Because of the high heat loads on targets of current X-ray tubes, the spot onto which the e-beam impinges on the target can not be decreased without serious target overheat considerations. Hence the spot size of the impinging electron beam is large with resultant loss of resolution of the image being obtained.
Although high efficiency end-window tubes with very thin metal foils to provide X-rays of substantially preselected characteristic energy have been disclosed, the output efficiency of these tubes has not reached its full potential.
Using a single target material in high efficiency end-window tubes producing characteristic X-rays does not allow for varying the energy of the X-rays as is traditionally done with brem tubes used for imaging. As e-beam energy is increased the total flux increases, but the output spectrum and resultant X-ray photon energy distribution of these tubes remains substantially the same. Thus the different X-ray energies needed to obtain images of differing object density and absorption cannot be obtained with a single high efficiency target material.
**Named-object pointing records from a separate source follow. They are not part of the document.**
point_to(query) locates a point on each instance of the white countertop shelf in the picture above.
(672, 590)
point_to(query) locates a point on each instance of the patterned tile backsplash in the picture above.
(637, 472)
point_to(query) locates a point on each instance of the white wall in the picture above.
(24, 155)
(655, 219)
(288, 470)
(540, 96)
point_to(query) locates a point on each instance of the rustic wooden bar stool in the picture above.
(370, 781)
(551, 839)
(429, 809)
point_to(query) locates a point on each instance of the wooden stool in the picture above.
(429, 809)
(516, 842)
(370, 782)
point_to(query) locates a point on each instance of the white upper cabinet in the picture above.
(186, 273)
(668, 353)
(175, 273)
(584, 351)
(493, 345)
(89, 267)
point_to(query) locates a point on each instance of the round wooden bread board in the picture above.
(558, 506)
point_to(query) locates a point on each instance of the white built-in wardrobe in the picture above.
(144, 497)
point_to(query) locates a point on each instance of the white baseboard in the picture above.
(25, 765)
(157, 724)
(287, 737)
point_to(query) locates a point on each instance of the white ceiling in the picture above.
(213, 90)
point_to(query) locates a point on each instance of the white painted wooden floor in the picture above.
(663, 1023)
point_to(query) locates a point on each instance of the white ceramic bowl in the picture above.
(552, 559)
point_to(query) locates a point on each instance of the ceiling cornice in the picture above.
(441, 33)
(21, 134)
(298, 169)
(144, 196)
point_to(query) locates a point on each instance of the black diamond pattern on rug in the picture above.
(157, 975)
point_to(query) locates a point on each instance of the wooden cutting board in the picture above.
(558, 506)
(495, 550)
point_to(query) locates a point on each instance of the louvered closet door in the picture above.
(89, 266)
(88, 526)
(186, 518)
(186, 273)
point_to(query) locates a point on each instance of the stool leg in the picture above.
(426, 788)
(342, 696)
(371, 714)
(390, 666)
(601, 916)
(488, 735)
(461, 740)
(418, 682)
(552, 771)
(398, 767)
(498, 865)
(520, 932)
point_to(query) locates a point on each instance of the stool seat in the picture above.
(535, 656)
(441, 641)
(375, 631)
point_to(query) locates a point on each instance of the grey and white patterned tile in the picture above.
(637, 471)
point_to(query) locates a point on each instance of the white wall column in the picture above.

What is needed is a high efficiency, transmission X-ray tube capable of providing increased X-ray flux generation for a given electrical energy consumption and resultant heating of the target; X-rays of preselected characteristic energies which reduce the amount of unwanted radiation and focus the output energy at the levels required for optimum imaging; multiple X-ray targets to produce a combination of different bremsstrahlung and preselected k-line energies from a single tube with a single electron beam; a way to produce bremsstrahlung radiation in which the peak brem output energy does not increase with increasing impinging electron energies; reduced spot sizes for higher resolution images; lower cost and lighter weight X-ray generators; and very bright, high efficiency brem X-rays for applications which do not require the use of substantially preselected characteristic energy X-rays.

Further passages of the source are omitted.